However, both EMNCs and DMNCs are more likely to opt for partial acquisitions in hard services.Footnote 2 Full acquisition is preferred in the hard services sector when the institutional distance between home and host is large (Lahiri et al. 2014).
Full acquisitions are preferred in emerging markets with economic growth and low foreign acquisition restrictions (Arslan and Dikova 2015). A Firm’s characteristics mitigate the negative effects of institutional distance between home and host. Previous experience in the emerging market target predisposes DMNCs to full acquisition despite the large difference between formal and informal home and host institutions (Arslan and Dikova 2015).
EMNCs acquire less equity than DMNCs primarily in high-tech industries. (De Beule et al. 2014).
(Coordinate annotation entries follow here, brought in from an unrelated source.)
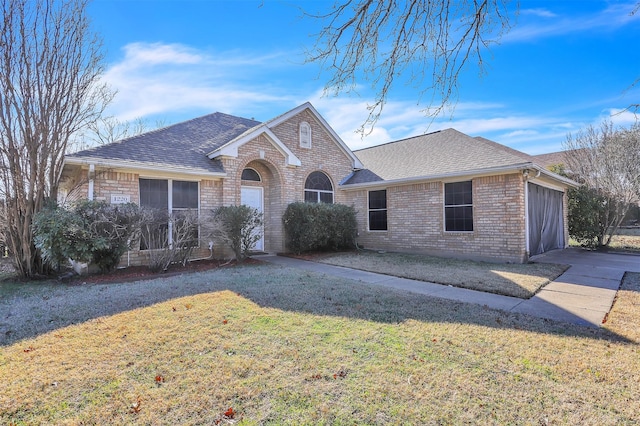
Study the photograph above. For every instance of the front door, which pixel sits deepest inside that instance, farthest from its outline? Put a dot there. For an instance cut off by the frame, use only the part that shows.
(252, 196)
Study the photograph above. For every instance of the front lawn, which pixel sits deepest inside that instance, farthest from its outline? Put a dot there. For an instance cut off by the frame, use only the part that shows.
(517, 280)
(269, 345)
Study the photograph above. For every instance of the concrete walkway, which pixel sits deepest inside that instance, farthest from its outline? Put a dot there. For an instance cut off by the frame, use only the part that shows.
(582, 295)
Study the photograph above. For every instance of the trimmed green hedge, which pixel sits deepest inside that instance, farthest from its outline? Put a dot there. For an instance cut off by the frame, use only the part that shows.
(319, 226)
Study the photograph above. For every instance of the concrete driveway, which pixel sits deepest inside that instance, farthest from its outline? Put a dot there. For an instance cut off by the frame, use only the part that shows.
(582, 295)
(585, 293)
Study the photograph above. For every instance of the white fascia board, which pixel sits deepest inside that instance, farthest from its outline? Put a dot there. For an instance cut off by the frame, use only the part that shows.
(554, 176)
(356, 164)
(290, 157)
(231, 149)
(136, 166)
(445, 177)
To protect their knowledge and technology, the strategy of both may change to full ownership when there is uncertainty regarding the protection of intellectual property in the target country. Additionally, a greater institutional distance between home and host with regard to trade and investment freedom increases the probability of full acquisition for the EMNC, but not for the DMNC in developed countries (De Beule et al. 2014).
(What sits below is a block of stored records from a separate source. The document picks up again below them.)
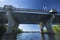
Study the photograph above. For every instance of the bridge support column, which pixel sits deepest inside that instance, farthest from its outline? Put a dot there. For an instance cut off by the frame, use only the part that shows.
(49, 23)
(41, 27)
(50, 31)
(10, 35)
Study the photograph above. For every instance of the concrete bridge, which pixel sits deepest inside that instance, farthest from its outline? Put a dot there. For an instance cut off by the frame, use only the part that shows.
(15, 16)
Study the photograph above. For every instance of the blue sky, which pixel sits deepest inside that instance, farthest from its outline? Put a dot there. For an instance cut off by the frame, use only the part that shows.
(32, 4)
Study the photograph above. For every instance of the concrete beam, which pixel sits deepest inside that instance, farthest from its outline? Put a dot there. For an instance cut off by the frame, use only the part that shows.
(11, 22)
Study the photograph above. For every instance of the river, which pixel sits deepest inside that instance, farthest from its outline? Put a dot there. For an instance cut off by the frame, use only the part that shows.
(31, 36)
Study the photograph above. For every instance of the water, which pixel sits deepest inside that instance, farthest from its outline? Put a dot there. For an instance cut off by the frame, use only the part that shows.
(31, 36)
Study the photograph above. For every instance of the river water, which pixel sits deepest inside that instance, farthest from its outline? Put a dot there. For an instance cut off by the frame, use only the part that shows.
(31, 36)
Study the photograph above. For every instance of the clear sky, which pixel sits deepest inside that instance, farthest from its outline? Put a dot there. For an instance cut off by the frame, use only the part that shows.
(32, 4)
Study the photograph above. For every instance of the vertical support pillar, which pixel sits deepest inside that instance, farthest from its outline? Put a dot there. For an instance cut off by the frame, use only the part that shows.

Large institutional distance is generally associated with partial acquisition in emerging market investments (Lahiri et al. 2014; Arslan and Dikova 2015; Xu et al. 2004; Demirbag et al. 2007). This is true for DMNCs, but not for EMNCs who prefer greater ownership than DMNCs. EMNCs are more risk-prone and opt for an entry mode with greater ownership, despite uncertainty (Malhotra et al. 2016; Lahiri et al. 2014). EMNCs' ability to manage relational risk is greater than DMNCs when entering emerging markets. Thus, an EMNC is more likely to accept partners. However, when cultural distance increases, both EMNCs and DMNCs reduce their preference for partnerships (Valdés-Llaneza et al. 2021). Likewise, cultural distance (high Uncertainty Avoidance Distance) increases the probability of partial acquisition (Contractor et al. 2014).
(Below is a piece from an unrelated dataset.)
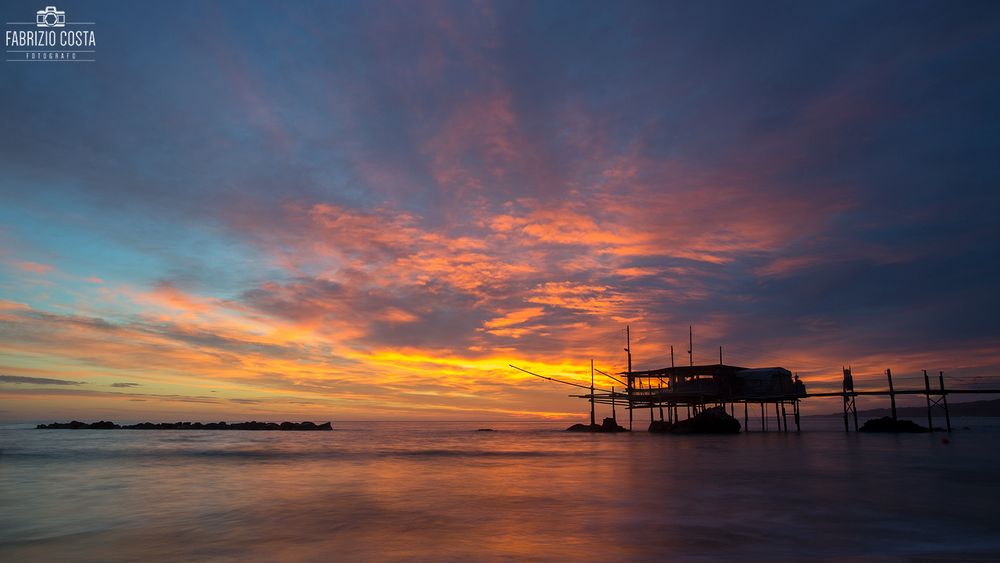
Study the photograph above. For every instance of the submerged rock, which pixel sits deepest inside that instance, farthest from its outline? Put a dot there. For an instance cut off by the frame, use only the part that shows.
(252, 425)
(889, 424)
(708, 421)
(608, 425)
Using a sample of US MNC acquisitions, Malhotra (2012) showed the existence of a curvilinear relationship between cultural distance and the level of ownership of affiliates abroad. Partial ownership is more likely over large cultural distances and small geographic distances, and/or small cultural distances and large geographic distances. Additionally, tests revealed that total ownership is more likely when cultural distance and geographic distance are simultaneously low or high. (Malhotra 2012).
The relationship between full ownership and large cultural and geographic distances was also observed by Contractor et al. (2014). US acquirers have a high probability of full ownership in acquisitions in China and India due to the large institutional distance between the US and those countries. However, Japanese acquirers, being not so far away from China and India, are more likely to opt for minority acquisitions than US acquirers are (Contractor et al. 2014).
However, the greater the formal institutional development of the target country that has intellectual property protection, the lower the level of uncertainty. Institutional security increases the likelihood that an EMNC will opt for partial acquisition in cross-border acquisitions (Ahammad et al. 2018). On the other hand, the low institutional quality of the host country can be mitigated by geographic and linguistic proximity. In this scenario, acquirers perceive greater ease of adaptation and lower coordination and control costs, and are willing to opt for partial acquisition, choosing to share the property with a local partner (Gaur et al. 2022).
Scholars criticize the use of objective measures to assess the institutional environment since this has so far led to all firms perceiving the environment in the same way. Each firm is characterized by different capabilities and scope of activities, which influences its perception of the institutional environment of home and host (Trąpczyński et al. 2020; Lo et al 2016). Trąpczyński et al. (2020) show that in countries with high-quality formal institutions, the perception an EMNC has of the negative effects of distance is reduced. The quality of formal institutions has a positive effect on the probability of a firm choosing full ownership. On the other hand, in distant countries with low institutional quality, the EMNC may adopt a conservative position on risk aversion and prefer to maintain a low level of ownership in its subsidiary.
5.4 Full, higher and lower level of ownership
The same positive relationship between institutional distance and ownership is observed in the manufacturing sector. Cultural distance increases the likelihood of majority ownership in DMNC subsidiaries of the manufacturing industry (Powell and Lim 2018). Manufacturing DMNCs also retain majority ownership in subsidiaries located in developing and transition countries, even as political instability in these countries increases (Williams et al. 2017). Contrastingly, non-manufacturing subsidiaries hold a minority stake (Powell and Lim 2018).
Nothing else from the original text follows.